Q: How were you introduced to data science? 

A: I was first introduced to data science when I started my masters in engineering management in Fall 2018. I had two courses in data science. I had heard of it, but never had the practical or personal experience on how things work. They were using R for data analytics and Tableau for visualizations. I was fascinated and decided to do my major in data science while pursuing my engineering management degree. 

Q: What was the deciding factor in making data science your major?

A: It was a good fit for me because most were getting into IT, C programming, python programming, javascript. I didn't understand that so well, but when I was exposed to R - it is a more intuitive language. A straightforward statistical program - with just a few lines of code you get an output. I was never a coder, but I understood it well. And Tableau was more interesting because you could plot different graphs and get insights from what they are trying to tell us and try to convey it to people. We are more visual than verbal - we understand things and remember it better if we see something. If given a graph you could better understand millions of rows of data, how they behave, where things are not working, and where to correct them. 

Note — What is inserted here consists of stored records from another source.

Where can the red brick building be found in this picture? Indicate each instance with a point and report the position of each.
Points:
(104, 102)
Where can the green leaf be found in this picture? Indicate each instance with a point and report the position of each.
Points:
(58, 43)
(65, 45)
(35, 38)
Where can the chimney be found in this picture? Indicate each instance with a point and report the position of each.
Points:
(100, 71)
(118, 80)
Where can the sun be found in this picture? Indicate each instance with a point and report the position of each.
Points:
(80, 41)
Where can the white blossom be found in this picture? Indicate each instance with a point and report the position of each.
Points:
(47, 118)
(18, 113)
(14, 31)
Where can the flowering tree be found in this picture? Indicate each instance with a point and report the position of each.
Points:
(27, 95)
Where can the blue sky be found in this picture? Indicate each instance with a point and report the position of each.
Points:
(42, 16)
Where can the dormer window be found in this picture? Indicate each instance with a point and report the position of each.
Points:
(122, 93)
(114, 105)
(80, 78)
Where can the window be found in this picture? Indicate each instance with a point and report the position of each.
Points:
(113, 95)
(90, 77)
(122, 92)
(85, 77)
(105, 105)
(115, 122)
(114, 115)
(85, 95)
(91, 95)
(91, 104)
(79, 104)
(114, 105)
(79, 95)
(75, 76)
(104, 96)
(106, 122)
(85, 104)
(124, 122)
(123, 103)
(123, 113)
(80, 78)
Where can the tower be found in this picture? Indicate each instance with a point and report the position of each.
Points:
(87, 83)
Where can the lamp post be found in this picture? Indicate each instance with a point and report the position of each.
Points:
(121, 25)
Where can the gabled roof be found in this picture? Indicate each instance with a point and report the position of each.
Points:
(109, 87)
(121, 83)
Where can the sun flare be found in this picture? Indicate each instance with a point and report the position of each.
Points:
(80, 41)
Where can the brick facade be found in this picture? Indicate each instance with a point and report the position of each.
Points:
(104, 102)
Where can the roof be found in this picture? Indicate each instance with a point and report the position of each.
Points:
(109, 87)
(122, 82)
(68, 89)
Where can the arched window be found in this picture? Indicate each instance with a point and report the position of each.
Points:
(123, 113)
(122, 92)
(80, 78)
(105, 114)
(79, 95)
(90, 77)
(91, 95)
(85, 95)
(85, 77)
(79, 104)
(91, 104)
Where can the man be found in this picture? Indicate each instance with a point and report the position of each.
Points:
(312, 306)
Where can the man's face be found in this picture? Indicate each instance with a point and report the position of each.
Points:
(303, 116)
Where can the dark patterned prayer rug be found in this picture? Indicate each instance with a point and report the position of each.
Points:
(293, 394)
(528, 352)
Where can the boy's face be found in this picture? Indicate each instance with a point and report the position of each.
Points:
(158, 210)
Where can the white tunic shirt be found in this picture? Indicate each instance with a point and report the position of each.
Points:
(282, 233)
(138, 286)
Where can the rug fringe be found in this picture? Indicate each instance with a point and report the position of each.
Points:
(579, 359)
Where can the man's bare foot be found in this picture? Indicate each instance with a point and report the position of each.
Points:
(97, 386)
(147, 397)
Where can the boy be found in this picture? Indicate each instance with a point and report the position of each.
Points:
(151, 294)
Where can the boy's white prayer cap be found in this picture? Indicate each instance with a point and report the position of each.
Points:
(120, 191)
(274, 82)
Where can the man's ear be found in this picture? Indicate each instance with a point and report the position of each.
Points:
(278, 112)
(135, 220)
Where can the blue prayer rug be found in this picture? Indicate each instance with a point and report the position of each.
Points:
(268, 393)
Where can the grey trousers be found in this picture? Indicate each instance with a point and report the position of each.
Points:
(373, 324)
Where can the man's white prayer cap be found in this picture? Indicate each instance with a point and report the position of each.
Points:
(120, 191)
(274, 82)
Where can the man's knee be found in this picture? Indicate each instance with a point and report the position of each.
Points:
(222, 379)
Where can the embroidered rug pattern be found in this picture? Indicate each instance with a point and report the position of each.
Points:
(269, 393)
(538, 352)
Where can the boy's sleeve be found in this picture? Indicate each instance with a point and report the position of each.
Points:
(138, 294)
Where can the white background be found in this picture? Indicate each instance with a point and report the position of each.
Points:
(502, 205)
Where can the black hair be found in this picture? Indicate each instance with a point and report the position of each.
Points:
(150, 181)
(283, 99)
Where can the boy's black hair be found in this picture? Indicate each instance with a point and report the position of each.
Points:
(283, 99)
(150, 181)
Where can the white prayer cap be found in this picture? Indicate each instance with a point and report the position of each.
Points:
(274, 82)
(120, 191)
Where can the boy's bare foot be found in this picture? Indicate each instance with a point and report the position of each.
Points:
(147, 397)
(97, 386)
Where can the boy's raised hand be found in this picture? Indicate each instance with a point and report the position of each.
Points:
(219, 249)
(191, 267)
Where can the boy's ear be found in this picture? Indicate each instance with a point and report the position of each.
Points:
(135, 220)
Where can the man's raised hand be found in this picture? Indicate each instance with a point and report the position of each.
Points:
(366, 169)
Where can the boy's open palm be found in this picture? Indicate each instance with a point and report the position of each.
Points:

Q: What is your dream job?

A: Pursuing a job as a business analyst for major companies. How are you going to roll out the product, how many people are you going to test, what are the KPIs to evaluate your project, if something is wrong then how much more data would you need to test? Do analyses to make the product better.

Q: How did you first get involved with the IBM Data Science Community? 

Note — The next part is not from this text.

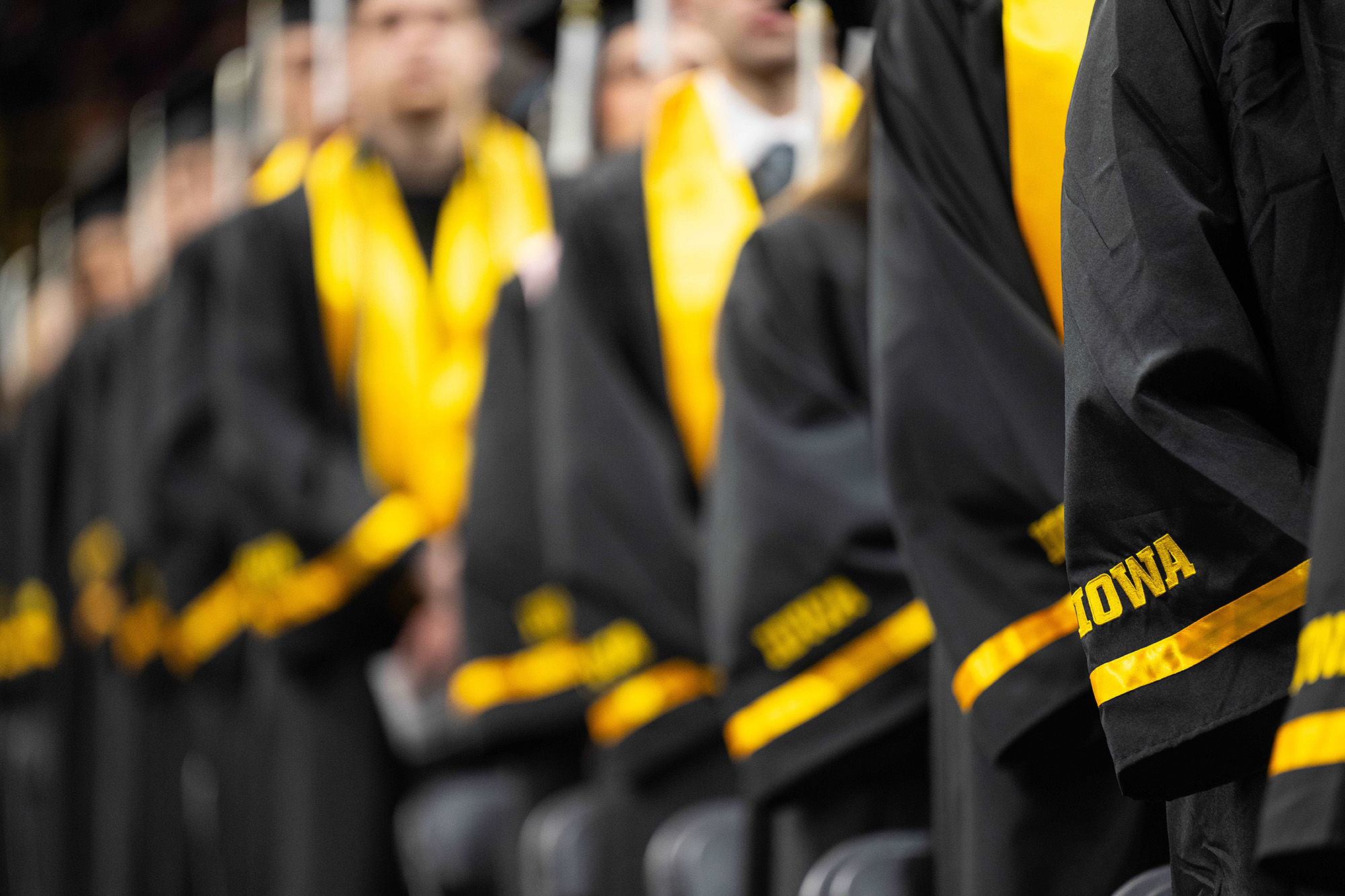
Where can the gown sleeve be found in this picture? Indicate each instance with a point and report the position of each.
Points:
(1199, 288)
(1303, 830)
(790, 591)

A: When I started blogging, a friend suggested I join a few data science communities where I could see how things are going and what people look for. I was interested in writing simple blog posts where people like me who were never exposed to data science but might be interested. I had no prior experience blogging. I just did a web search for best data science communities and IBM's was one of them. I joined for that reason. When I started posting, it also gave me a lot of views on my own blog in return -- 20 to 30 percent of my traffic -- so I started posting more regularly. I would get personal comments and emails from IBM Data Science Community members with suggestions or changes or different views on what I posted. Say I posted something on visualization, people emailed me about different approaches for visualization. I would get good feedback from the IBM Data Science Community, and not from others. 

Q: What excites you about data science and machine learning?

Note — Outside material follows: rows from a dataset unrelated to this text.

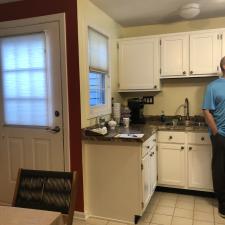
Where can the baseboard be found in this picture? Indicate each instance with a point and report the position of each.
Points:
(80, 215)
(186, 191)
(4, 204)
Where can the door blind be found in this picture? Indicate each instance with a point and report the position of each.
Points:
(24, 80)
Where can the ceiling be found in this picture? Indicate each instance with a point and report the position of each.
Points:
(146, 12)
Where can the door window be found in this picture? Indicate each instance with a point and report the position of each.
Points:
(24, 80)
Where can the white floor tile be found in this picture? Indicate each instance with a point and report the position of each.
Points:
(204, 208)
(181, 221)
(202, 223)
(164, 210)
(167, 202)
(95, 221)
(185, 205)
(185, 213)
(161, 219)
(201, 216)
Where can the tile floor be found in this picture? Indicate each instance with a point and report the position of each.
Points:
(173, 209)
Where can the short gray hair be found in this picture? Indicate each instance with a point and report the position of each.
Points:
(222, 64)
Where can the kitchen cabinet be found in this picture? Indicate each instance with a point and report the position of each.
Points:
(192, 54)
(199, 161)
(139, 64)
(184, 160)
(118, 178)
(171, 164)
(205, 53)
(175, 55)
(199, 167)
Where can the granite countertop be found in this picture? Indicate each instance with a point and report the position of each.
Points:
(147, 129)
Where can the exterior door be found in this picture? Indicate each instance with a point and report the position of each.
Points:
(31, 103)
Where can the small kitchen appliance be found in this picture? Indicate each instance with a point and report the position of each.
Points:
(136, 106)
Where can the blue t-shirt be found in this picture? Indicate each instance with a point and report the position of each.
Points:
(214, 101)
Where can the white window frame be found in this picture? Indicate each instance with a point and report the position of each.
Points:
(105, 109)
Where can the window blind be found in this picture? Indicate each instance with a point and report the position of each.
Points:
(98, 51)
(24, 80)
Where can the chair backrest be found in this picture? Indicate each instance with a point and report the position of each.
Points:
(46, 190)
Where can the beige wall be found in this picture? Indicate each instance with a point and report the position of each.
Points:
(174, 91)
(90, 15)
(183, 26)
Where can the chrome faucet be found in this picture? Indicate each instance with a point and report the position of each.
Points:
(186, 105)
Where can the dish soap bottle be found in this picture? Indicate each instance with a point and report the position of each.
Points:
(162, 117)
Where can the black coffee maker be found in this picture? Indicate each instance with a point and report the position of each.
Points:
(136, 106)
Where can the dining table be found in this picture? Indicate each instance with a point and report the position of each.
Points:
(23, 216)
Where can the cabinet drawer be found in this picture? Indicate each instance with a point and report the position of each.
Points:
(148, 144)
(171, 137)
(198, 138)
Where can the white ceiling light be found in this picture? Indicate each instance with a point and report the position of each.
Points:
(190, 11)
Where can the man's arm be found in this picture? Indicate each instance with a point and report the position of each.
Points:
(210, 121)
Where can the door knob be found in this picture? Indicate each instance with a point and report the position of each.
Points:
(56, 129)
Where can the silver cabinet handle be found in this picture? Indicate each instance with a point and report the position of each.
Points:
(56, 129)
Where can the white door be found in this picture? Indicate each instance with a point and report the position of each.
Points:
(205, 53)
(146, 185)
(175, 55)
(171, 166)
(199, 167)
(139, 64)
(31, 107)
(153, 168)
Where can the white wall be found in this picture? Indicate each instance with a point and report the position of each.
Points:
(90, 15)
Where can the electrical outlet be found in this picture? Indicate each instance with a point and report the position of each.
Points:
(148, 100)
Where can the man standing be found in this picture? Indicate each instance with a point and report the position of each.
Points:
(214, 113)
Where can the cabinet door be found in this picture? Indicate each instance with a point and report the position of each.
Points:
(146, 183)
(139, 64)
(171, 164)
(175, 55)
(199, 166)
(153, 169)
(205, 53)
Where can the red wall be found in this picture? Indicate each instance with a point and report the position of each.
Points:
(32, 8)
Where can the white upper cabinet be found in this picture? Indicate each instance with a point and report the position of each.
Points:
(175, 55)
(205, 53)
(139, 64)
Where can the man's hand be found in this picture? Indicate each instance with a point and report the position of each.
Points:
(210, 121)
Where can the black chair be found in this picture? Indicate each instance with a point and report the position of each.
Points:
(47, 190)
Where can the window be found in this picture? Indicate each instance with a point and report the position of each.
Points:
(98, 72)
(24, 80)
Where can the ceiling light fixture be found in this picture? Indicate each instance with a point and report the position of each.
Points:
(190, 11)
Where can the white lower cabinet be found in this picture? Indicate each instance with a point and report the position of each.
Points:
(171, 164)
(199, 167)
(119, 178)
(146, 182)
(186, 165)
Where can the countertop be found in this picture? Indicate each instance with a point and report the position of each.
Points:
(147, 129)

A: It obviously has a big role to play in the coming couple of decades. I think that data is the most important thing today. You can do much more if you have the right data, and can do the right analytics on it, it tells you about how you can move forward with your product or your business to stay ahead of the competition or improve your functions or products. Broader concepts like AI also excite me.

Q: How do you stay on top of data science trends and practices?

A: If I want to learn a new concept, I first go on YouTube because I can learn faster than reading something. I might then search for a book that could help them. 

Q: What would make a Meetup attractive to you?

A: Giving a practical approach and insights into how things work in companies - how they use analytics and case studies showing how data science actually helped their products. So I can map to their expectations and prepare myself to improve my chances to work for those companies.

Q: Do you have any feedback on the Data Science Community?
A: I really benefitted more than expected from the IBM Data Science Community. It would be useful to have more practical data science case studies, so we users can get insights into how things are working practically. 

Neeraj_Jangid-DS_Community.m4a

Q: What inspired you to start your own blog, The Datum?

A: I was interested in writing basic blog posts so that people who were never exposed to data science, like me...data science is booming. Everyone knows the term, but not what it means, the understanding to give them a good base. I wrote 10 blog posts and got good responses. It was read in 79 countries, got about 100 views per day. I think I was able to do what I was expecting for myself.